第327話 間抜けの再来

 とりあえず目の前のメイドはメイド長があっさりと気絶させた。すぐそばの部屋に寝かせて僕たちは先を急ぐことにした。

 なぜ急ぐ必要があるかって? 敵も本格的に攻撃を開始してきたわけだからコロネの身に危険が及ぶ.......わけないか。コロネのそばにも人間離れしたメイドのクララさんがいるわけだし。

 いつもの僕なら『じゃあちょっと休憩してから向かおうか』とでも言いそうなのだが妙な胸騒ぎがして僕の足は小走りになりながら進んだ。
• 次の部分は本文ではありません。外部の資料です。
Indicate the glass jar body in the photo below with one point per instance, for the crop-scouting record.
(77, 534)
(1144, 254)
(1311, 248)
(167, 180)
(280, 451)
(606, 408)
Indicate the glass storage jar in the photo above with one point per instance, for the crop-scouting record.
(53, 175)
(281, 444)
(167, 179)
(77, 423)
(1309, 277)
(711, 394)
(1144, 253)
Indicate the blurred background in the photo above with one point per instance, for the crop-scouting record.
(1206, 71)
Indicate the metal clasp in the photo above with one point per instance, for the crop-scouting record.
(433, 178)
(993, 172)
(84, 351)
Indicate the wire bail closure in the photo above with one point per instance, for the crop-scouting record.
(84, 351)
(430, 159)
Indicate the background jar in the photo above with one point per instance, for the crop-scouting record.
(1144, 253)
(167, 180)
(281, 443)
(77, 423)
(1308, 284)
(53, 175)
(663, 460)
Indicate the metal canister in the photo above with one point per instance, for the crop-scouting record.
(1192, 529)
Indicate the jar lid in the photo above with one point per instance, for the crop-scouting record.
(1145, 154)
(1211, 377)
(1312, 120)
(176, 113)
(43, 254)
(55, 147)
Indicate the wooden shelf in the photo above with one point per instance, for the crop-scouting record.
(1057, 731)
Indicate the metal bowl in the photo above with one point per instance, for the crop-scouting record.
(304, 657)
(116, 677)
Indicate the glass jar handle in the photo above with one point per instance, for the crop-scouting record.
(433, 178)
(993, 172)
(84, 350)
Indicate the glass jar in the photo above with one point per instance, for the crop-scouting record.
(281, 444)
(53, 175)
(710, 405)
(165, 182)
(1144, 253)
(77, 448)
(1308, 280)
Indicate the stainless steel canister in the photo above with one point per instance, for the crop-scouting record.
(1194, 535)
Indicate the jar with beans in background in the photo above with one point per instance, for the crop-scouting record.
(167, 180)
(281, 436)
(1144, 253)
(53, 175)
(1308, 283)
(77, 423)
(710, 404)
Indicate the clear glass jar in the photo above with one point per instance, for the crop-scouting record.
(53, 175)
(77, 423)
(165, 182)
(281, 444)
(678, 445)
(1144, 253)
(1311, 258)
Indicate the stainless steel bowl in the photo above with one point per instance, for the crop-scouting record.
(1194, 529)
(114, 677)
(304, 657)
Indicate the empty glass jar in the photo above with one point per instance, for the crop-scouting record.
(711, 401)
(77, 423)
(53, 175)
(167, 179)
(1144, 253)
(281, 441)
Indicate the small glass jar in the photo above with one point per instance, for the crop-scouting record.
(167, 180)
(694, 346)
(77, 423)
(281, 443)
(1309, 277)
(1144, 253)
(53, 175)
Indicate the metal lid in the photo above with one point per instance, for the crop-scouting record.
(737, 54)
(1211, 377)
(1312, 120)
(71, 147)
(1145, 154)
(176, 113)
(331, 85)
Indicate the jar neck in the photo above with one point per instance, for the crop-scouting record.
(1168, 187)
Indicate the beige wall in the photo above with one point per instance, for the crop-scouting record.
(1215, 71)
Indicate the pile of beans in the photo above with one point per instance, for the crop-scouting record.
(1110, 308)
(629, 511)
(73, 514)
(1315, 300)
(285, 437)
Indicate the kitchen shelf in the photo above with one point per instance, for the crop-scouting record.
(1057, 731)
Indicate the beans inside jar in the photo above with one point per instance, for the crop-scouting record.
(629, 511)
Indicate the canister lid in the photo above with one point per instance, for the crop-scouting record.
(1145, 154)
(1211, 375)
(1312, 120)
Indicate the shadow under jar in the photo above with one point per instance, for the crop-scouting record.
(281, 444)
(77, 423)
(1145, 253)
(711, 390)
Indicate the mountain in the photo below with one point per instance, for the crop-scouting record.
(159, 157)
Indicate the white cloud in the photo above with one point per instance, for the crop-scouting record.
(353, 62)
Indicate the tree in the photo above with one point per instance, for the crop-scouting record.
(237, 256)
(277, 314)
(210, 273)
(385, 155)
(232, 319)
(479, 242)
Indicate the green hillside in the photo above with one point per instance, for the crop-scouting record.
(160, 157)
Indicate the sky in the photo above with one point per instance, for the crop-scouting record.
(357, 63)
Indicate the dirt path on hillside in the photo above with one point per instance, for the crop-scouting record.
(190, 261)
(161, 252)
 南西の中庭に出ると驚くべき光景が目の前に広がっていた。ピンクの長髪をしたミニスカドレスの10代後半~20代前半くらいの女性が血まみれになったクララさんを踏みつけていた。

「姫様、別のお客様が登場したようです」

 鳥のお面のようなものをかぶった奇妙な男はミニスカドレスの女性を姫様と呼んだ。ミニスカドレスの女性はクララさんに興味を無くしたのか、クララさんを足蹴にしてこちらに向かって歩いてきた。

「ねえ! クララしっかりして!」

 草蔭からコロネは飛び出すとクララさんの体をさすった。

「大丈夫です......でもちょっとだけ休ませてください」

 クララさんはそう言うとそっと目を閉じた。

「クララー!! 死なないで!」

「あの......コロネ様、静かにしてもらえませんか? 眠れないじゃないですか?」

 クララさんは目を開けてそう言った後、再び目を閉じるといびきをかいて寝始めた......って緊張感なさすぎだろ! 僕も死んだのかと思ったじゃないか!!

「お久しぶりですね。アイネ姫様」

 トメが岩陰からひょっこり顔を出した。

「あ! トメ!! ところに隠れていたのか!」

 僕は現れたトメを指差した。

「大きな声で私の名前を呼ばないでもらえますか! こっちは気にしているんですから! 今回は姫様に指示で隠れていたんですよ!」

 姫様......ああ、このミニスカドレスの人か。間抜けのトメが隠れて能力を使うなんて発想ないもんね。

「トメ! お前はあいつらと知り合いなのか?」

 鳥面の男が名前の部分だけ強調して尋ねた。

「ぶっ殺されたいんですか? 焼き鳥にして食ってやりますよ?」

 トメは鳥面の男の胸ぐらをつかんで持ち上げると鳥面の男はトメの腕をギブアップのサインのように叩いた。

 ......こいつら何しに来たんだろうかと僕は思わずにはいられなかった。